Time measurement PPX

The time measurement PPX is an OCaml preprocessing tool that intends to embed generated benchmark tooling into specific pieces of OCaml code.

It is able to measure the time spent in the execution of annotated OCaml expressions and to log these measurements when desired. Since it uses Mavryk_event_logging for the logging part, this PPX can easily be used together with Tezt framework to perform the benchmarking of specific parts of Mavkit node.

This PPX is only intended to be used for tests. As the current runtime implementation performs memory allocation, an unwise usage could mess with the garbage collector or blow up your memory.

PLEASE, MAKE SURE THAT IT IS NOT ACTIVATED WHEN COMPILING CODE FOR PRODUCTION.

Getting started

Suppose we want to measure the performance of some specific parts of the following OCaml function inside the module lib_my_module:

let my_function () =
  let open Lwt_syntax in
  let a = f () in
  let b = g () in
  let* c = h () in
  foo a b c

Suppose also that module lib_my_module contains the following dune file:

(library
  (name mavryk_my_module)
  (libraries lwt)
  (flags (:standard -open Lwt)))

We can measure the execution time of f () and g () and log them by adding the following OCaml attributes:

let my_function () =
  let a = f () [@time.duration f_time] in
  let b = g () [@time.duration g_time] in
  let* c = h () in
  foo a b c [@time.flush]

[@time.duration] will be used to measure the time of f () and g () expressions execution and to name them respectively f_time and g_time. [@time.flush] will then be used to log these measurements.

When the preprocessing will occur, the code will be transformed as follows:

let my_function () =
  let a = Mavryk_time_measurement_runtime.Default.Time_measurement.duration
    ("f_time", [])
    (fun () -> f ())
  in
  let b = Mavryk_time_measurement_runtime.Default.Time_measurement.duration
    ("g_time", [])
    (fun () -> g ())
  in
  let* c = h () in
  Lwt.bind
    (foo a b c)
    (fun __flush__id__0 ->
      Lwt.map
        (fun () -> __flush__id__0)
        (Mavryk_time_measurement_runtime.Default.Time_measurement.flush ()))

Woah! What a mess… Let’s see what this means.

The first thing that can be noted is that our annotated expression f () has been wrapped in a closure fun () -> f () to delay the execution of f (). The resulting thunk is passed to the function Time_measurement.duration from the module Mavryk_time_measurement_runtime.Default along with the argument ("f_time", []).

Time_measurement.duration measures the current time before and after executing the given thunk in order to compute the span between the two timestamps. The resulting measurement is then bufferized in memory and, at last, the function evaluates in the result of the thunk so that we can respect the invariants of the initial program.
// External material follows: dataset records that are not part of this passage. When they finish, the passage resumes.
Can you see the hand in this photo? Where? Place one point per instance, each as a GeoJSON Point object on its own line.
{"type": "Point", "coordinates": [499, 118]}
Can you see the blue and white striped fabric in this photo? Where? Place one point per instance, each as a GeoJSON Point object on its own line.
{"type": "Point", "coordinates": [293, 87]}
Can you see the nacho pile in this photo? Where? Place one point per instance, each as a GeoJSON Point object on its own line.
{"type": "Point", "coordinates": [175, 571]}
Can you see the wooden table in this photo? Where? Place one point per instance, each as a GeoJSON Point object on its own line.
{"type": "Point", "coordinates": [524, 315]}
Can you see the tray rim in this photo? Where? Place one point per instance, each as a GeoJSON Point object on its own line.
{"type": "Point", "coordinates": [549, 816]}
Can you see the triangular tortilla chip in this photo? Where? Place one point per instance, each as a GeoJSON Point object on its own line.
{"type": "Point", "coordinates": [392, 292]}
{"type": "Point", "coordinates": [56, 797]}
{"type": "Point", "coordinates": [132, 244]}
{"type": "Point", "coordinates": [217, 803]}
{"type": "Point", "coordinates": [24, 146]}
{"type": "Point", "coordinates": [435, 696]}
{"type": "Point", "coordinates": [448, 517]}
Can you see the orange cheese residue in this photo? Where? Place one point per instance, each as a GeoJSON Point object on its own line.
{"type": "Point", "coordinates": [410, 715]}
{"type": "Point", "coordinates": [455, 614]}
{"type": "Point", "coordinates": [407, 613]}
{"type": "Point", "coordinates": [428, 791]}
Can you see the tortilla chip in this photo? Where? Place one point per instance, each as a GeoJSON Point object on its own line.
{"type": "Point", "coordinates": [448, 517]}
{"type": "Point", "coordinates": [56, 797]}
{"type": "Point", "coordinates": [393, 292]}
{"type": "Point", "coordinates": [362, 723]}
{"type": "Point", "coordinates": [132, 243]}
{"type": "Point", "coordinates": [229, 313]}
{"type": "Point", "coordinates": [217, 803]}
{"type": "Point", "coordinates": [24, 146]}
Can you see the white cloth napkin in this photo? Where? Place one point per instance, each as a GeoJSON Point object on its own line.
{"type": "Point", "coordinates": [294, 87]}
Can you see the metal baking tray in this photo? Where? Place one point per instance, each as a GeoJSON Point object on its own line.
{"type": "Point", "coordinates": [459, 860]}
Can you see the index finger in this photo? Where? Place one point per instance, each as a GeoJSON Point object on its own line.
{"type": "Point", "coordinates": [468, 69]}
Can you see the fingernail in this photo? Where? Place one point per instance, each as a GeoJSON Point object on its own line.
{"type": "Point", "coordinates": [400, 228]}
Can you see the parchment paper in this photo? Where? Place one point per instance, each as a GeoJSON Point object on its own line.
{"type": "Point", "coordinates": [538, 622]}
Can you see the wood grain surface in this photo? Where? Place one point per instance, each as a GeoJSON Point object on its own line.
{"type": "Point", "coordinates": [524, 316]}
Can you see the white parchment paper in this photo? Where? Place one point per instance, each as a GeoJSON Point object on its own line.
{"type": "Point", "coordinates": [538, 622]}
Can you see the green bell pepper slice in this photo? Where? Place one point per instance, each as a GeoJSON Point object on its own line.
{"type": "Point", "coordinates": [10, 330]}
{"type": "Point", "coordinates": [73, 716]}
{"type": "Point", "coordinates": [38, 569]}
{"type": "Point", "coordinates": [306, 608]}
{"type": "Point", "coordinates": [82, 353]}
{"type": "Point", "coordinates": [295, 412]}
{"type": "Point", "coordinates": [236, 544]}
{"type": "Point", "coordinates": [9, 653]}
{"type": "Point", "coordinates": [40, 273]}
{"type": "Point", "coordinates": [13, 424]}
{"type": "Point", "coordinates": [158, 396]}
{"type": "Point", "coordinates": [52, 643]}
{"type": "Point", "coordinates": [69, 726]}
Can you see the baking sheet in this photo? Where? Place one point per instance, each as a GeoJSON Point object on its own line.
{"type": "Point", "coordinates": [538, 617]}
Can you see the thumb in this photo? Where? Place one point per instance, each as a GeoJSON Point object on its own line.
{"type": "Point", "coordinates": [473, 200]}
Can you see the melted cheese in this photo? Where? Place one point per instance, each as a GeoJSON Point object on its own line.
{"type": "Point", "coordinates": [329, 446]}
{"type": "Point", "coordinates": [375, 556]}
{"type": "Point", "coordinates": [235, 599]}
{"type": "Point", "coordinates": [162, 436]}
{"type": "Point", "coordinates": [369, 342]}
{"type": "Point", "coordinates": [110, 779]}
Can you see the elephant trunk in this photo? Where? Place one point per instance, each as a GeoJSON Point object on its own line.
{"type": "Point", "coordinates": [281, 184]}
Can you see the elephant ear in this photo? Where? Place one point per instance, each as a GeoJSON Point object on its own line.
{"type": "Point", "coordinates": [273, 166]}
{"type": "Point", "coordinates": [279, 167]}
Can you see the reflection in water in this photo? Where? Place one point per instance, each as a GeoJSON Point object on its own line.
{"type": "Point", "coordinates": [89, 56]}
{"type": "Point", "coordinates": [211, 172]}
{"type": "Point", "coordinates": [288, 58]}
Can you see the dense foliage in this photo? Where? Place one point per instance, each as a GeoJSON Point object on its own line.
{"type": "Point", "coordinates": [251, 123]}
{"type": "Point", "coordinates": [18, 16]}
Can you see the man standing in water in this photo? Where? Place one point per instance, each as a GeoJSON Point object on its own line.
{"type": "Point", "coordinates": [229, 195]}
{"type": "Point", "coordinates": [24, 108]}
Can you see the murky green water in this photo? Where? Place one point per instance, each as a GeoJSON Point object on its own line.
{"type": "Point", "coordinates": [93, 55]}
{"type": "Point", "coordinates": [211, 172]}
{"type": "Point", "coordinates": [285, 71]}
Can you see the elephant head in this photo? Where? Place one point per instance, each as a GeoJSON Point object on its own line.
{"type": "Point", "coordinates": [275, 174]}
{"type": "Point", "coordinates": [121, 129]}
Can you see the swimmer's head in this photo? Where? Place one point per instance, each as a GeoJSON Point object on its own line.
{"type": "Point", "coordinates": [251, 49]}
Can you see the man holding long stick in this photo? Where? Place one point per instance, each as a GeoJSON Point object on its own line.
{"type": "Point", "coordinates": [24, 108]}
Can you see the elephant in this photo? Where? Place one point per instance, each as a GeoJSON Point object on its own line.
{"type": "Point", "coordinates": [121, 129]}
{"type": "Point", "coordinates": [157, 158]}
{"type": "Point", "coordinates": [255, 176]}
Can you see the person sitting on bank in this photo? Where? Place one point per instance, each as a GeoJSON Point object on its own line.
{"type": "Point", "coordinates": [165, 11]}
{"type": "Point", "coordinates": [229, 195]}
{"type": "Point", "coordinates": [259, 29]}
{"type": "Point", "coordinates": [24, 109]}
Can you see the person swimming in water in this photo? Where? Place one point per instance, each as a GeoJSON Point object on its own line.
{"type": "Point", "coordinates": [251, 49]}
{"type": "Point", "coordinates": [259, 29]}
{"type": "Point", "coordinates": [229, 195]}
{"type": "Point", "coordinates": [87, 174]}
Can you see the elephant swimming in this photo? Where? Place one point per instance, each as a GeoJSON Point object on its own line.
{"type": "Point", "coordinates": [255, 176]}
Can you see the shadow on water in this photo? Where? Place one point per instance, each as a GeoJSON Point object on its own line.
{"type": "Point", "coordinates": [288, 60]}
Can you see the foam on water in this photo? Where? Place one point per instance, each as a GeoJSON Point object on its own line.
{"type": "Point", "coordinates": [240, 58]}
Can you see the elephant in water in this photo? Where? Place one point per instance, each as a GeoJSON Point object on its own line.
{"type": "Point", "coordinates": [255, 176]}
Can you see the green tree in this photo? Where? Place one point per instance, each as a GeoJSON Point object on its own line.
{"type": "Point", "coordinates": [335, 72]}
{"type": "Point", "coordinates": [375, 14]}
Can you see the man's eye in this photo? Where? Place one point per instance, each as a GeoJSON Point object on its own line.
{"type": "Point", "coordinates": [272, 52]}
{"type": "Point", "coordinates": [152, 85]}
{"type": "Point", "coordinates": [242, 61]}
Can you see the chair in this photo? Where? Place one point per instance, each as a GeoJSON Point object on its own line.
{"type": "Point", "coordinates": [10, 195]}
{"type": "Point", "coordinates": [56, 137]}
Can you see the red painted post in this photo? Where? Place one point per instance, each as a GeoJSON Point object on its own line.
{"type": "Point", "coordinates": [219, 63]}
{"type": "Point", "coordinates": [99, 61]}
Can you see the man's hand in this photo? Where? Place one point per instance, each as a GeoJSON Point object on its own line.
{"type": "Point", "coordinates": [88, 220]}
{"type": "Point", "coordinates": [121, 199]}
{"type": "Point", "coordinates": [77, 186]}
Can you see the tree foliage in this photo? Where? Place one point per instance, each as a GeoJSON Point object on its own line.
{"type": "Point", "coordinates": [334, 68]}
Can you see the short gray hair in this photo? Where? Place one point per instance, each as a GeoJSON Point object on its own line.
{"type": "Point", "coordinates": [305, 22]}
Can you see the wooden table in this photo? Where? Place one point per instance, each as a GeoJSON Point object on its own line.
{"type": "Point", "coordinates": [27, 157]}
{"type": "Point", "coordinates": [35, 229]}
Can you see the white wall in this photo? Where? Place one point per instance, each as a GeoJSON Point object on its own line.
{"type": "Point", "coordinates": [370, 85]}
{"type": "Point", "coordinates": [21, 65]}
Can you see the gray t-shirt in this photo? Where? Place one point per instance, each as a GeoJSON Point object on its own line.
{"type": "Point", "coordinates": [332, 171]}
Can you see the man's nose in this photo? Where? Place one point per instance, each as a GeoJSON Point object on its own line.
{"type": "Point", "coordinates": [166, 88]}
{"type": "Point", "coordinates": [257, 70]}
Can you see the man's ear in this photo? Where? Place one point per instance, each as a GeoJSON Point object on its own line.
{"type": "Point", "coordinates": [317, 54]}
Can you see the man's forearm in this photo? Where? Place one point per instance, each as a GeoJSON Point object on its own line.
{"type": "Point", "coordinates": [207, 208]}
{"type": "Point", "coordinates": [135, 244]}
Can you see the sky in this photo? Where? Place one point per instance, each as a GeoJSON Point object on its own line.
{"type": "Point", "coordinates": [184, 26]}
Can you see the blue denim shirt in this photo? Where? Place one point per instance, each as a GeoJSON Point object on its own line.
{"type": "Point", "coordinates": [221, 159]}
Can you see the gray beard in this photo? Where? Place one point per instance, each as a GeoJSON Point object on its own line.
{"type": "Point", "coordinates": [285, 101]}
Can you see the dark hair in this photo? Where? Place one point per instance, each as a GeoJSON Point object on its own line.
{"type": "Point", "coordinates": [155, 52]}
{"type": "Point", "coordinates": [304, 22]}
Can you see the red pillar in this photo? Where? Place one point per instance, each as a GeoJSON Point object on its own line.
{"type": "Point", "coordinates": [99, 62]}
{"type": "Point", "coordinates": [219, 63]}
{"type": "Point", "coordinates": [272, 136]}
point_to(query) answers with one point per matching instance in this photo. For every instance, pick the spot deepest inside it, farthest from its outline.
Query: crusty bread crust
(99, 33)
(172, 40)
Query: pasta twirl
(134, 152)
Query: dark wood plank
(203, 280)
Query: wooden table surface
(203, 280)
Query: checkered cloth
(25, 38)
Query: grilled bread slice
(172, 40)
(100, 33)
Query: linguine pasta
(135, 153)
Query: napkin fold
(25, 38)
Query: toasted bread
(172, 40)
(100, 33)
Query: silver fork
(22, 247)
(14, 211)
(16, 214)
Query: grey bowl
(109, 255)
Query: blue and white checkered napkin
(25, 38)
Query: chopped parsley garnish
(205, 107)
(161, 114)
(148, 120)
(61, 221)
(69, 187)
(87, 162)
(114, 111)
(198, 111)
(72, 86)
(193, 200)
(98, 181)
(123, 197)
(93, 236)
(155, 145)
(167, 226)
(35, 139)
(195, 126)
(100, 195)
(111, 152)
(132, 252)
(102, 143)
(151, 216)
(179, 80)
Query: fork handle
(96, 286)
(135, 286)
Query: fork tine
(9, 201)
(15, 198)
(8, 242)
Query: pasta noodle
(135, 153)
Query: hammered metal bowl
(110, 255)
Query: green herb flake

Hence, the result of the expression f () is well bounded to the identifier a as expected.

The couple ("f_time", []) given as argument represents a key that is bound to the time measurement in order to discriminate it later. This key is computed from the payload that was given inside the attribute [@time.duration f_time]. "f_time" is the label of the key, an identifier that represents the name of the measurement. [] is a list of strings that contains some additional metadata. It can be useful to distinguish several measurements registered with the same label, for example if the expression is evaluated in a loop. In our case, the list is empty because no metadata was provided in the attribute’s payload.

The same logic applies for g (). We measure the time at the limits of its execution, we bufferize the resulting span along with the key ("g_time", []), and we then bind the result of the expression to the identifier b.

At the end of the treatment, the Lwt.t promise foo a b c is bound to a fresh identifier __flush__id__0. This permit to memoize its result while calling the Time_measurement.flush function from the module Mavryk_time_measurement_runtime.Default. This function logs all the time measurements that where previously bufferized and also removes them from memory. The flushing promise is then bounded again to return __flush__id__0 value to preserve the program invariants as well.

That’s great, but since OCaml attributes are ignored by default, we still need to update the dune stanza of lib_my_module so that it can take effect:

(library
  (name mavryk_my_module)
  (libraries lwt)
  (flags (:standard -open Lwt))
  (instrumentation (backend mavryk-time-measurement)))

This update adds the mavryk-time-measurement instrumentation backend, which, if set using --instrument-with mavryk-time-measurement on dune build command line, will preprocess our OCaml code using the PPX.

This is useful to prevent our code from embedding benchmarking tooling in production by mistake: If no backend is specified for the compilation, added attributes will just be ignored by the OCaml compiler and that’s it!

We can now compile our ready-to-benchmark code:

dune build --instrument-with mavryk-time-measurement

We can then run the executable:

./my_program.exe

When my_function is executed, an event named "time_measurements.v0" is displayed on standard output. For example:

Aug 23 17:52:58.593 - benchmarking: time measurements:
Aug 23 17:52:58.593 - benchmarking:   [(f_time, 0.000177); (g_time, 0.005658)]

Compatible OCaml Attributes

The PPX provides the handling of three attributes:

  • [@time.duration <label> (<metadata>)] is used to measure the time of OCaml expressions execution. The <label> inside the payload will be used to tag the measured time. The <metadata> is an OCaml expression that can be added optionally and should evaluate to a list of strings. It can be given to add additional contextual information to the measurement and it can permit to discriminate it from other measurements registered with the same label.

    Be careful, annotating Lwt.t values with this attribute may not give consistent time measurements since it will only measure the time spent to return the corresponding promise.

  • [@time.duration_lwt <label> (<metadata>)] does the same as [@time.duration] except that it must annotate an expression evaluating in a Lwt.t value. The measured time will then be the time spent by the promise to be fulfilled.

  • [@time.timestamp_pre <label> (<metadata>)] is used to measure the current timestamp before the annotated expression is evaluated. The measurement will be tagged with the given <label> and optional <metadata> like with [@time.duration].

  • [@time.duration] is used to log each time measurements that were registered using [@time.duration], [@time.duration_lwt] or [@time.timestamp_pre]. Since logging will be done using mavryk-event-log library, it must be done inside a Lwt.t monad. So, this attribute must be placed on an expression evaluating in a Lwt.t value in order to compile.

Some of these attributes are used, for instance, in the implementation of the performance regression test framework.

Instrumenting the mavkit-node executable

A helper has been added in the Makefile, so you just need to run the following command to instrument the node during the compilation:

./make enable-time-measurement